2022年、デジタル動画とソーシャルメディアはどうなる?
4.デジタル動画-優先度第2位
4つ目のデジタル動画に関して、日本のメディア専門家は「CTVとデジタル動画が2022年に最もイノベーションの機会を秘めている」と回答した。Industry Pulse Reportでは、デジタル動画の広告費は24%増える予測で、2022年に4,800億円を突破する予測だ。

5.ソーシャルメディア-優先度第3位
5つ目のソーシャルメディアに関する調査では、46%の専門家が「ソーシャルメディアにおける品質指標の透明性不足がソーシャルメディアへの広告投資にマイナスの影響を与える」と回答。また、「透明性の欠如により消費者の信頼低下を招いている」との回答が39%と、優先度の高いチャネルではあるものの懸念点も目立つ結果となった。
日米で異なるメディア品質に対する意識
記者発表会では5つの重要なポイントとは別に、メディア品質に関する調査結果も紹介された。その中では、日本とアメリカでメディア品質の向上に対する意識の違いが明らかになった。
まず日本は、71%のマーケティング担当者は「モバイル在庫の品質を確保するために第三者による広告検証を望んでいる」と回答。また、79%が「動画ストリーミング在庫の品質を確保するために第三者による検証が重要になる」と答えた。
ただその一方で、アドフラウドの削減とブランドリスク削減それぞれに責任を負うべきはパブリッシャーとの回答が一番高く、広告主からすると少し他人事とも言える回答結果となった。
では、アメリカではどうなのだろうか。同国では、81%のマーケティング担当者が「モバイル在庫の品質を確保するために第三者による広告検証」を希望。「動画ストリーミング在庫の品質を確保するために第三者による検証が重要になる」と回答したのは81%と、日本と近しい結果になった。
その一方で、「アドフラウドの削減に最も責任を負うべき」で一番回答が集まったのは検証技術プロバイダー、「ブランドリスクの削減に最も責任を負うべき」なのは広告主/ブランドと、日本と責任を負うべき対象が異なった。この結果から、日本とアメリカでのアドベリフィケーションに対する意識・取り組みの推進具合の違いが見て取れそうだ。

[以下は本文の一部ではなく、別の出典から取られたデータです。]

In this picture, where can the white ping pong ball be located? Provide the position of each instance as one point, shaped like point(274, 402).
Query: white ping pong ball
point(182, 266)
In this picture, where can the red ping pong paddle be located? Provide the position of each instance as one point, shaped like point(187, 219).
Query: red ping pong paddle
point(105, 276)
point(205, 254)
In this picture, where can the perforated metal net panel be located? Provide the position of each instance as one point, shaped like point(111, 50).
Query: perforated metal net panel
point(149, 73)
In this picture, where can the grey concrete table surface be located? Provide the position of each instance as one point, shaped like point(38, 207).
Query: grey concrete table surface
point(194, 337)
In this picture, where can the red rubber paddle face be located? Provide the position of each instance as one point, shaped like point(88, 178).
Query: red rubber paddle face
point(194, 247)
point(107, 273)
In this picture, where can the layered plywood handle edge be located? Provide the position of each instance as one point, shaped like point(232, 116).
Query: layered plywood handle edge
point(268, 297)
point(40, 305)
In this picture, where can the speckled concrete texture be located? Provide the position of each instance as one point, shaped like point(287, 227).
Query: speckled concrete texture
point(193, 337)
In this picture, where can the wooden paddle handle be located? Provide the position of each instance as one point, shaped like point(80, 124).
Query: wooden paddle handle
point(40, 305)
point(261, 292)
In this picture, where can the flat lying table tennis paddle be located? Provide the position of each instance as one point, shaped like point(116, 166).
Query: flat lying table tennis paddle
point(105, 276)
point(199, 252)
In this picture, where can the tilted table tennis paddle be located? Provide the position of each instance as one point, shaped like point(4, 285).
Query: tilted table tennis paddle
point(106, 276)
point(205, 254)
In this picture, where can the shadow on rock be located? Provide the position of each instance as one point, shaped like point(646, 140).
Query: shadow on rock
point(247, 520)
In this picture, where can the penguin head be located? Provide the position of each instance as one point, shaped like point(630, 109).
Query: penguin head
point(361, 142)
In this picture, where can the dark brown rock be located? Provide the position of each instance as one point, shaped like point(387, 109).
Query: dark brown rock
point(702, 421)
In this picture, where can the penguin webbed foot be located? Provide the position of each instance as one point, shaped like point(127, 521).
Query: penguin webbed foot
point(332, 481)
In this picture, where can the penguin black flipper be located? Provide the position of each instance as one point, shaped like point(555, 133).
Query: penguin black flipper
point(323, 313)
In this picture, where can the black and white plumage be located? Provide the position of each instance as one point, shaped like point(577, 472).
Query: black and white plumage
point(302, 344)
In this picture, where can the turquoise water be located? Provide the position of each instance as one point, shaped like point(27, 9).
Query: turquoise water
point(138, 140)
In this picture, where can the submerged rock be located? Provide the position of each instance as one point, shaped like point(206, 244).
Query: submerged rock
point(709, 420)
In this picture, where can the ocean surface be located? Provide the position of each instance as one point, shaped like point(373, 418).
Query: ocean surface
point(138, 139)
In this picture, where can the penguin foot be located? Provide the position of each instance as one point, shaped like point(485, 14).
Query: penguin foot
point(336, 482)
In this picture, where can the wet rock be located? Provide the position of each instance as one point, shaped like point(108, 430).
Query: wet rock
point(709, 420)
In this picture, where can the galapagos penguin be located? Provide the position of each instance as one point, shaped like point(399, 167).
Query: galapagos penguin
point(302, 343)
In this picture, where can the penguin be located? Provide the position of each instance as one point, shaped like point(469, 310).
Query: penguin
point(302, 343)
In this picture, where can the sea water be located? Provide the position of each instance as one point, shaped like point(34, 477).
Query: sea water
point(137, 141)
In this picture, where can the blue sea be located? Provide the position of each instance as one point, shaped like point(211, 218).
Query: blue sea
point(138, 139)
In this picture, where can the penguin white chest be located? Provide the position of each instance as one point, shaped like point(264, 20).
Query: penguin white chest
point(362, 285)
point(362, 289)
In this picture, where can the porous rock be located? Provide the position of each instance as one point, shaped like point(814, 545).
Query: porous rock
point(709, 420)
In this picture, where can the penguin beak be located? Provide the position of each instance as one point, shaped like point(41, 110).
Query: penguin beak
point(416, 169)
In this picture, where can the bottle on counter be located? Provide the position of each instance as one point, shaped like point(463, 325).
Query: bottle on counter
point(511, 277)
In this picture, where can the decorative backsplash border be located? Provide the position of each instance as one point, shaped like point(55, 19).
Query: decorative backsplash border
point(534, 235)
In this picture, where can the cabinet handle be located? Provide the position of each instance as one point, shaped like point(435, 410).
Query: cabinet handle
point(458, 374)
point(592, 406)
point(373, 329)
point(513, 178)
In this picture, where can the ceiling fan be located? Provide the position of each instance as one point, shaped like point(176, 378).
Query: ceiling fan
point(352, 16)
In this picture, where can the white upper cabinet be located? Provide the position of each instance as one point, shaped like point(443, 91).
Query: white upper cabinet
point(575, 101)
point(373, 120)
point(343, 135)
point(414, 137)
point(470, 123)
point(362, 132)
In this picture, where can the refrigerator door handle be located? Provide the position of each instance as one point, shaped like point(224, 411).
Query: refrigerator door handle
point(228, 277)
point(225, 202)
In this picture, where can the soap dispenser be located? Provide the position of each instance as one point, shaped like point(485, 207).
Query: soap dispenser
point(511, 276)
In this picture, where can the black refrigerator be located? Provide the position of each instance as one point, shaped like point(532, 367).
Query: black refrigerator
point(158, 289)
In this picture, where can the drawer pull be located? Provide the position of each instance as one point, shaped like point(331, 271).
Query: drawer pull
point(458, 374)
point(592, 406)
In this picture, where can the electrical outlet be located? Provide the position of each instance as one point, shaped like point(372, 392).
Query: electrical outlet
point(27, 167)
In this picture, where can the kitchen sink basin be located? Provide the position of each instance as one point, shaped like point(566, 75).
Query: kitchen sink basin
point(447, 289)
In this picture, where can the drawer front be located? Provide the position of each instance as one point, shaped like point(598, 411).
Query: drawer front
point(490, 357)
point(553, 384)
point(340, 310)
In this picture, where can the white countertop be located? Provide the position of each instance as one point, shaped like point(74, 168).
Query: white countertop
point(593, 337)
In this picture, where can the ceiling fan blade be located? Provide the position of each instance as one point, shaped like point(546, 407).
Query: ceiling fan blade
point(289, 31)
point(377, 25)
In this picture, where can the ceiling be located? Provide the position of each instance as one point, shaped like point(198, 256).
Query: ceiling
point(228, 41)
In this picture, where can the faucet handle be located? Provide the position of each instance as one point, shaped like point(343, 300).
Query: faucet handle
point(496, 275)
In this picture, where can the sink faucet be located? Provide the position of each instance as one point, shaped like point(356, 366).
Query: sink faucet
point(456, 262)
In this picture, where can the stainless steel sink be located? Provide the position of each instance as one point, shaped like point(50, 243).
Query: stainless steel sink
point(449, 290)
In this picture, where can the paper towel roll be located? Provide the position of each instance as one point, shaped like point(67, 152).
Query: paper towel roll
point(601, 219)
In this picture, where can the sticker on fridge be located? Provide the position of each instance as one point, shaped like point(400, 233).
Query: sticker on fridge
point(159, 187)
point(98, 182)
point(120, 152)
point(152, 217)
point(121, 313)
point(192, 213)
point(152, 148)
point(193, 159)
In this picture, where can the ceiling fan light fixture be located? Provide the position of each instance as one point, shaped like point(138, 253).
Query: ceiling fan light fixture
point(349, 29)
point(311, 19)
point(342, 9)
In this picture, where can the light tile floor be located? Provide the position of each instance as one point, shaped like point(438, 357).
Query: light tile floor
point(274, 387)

ここまでIndustry Pulse Reportの結果を見てきた。IASは今回のレポートの提供を通じて、業界に対しメディア品質とメディアコストの両立ができることを伝えたいという。これまではコスト重視でビューアビリティやブランドセーフティが担保されていない枠に広告を出稿してしまっていたところが、広告主の意識も変化し少しずつメディアの品質に目が向き始めている。2022年は、メディアの品質を高める動きが様々なところで加速しそうだ。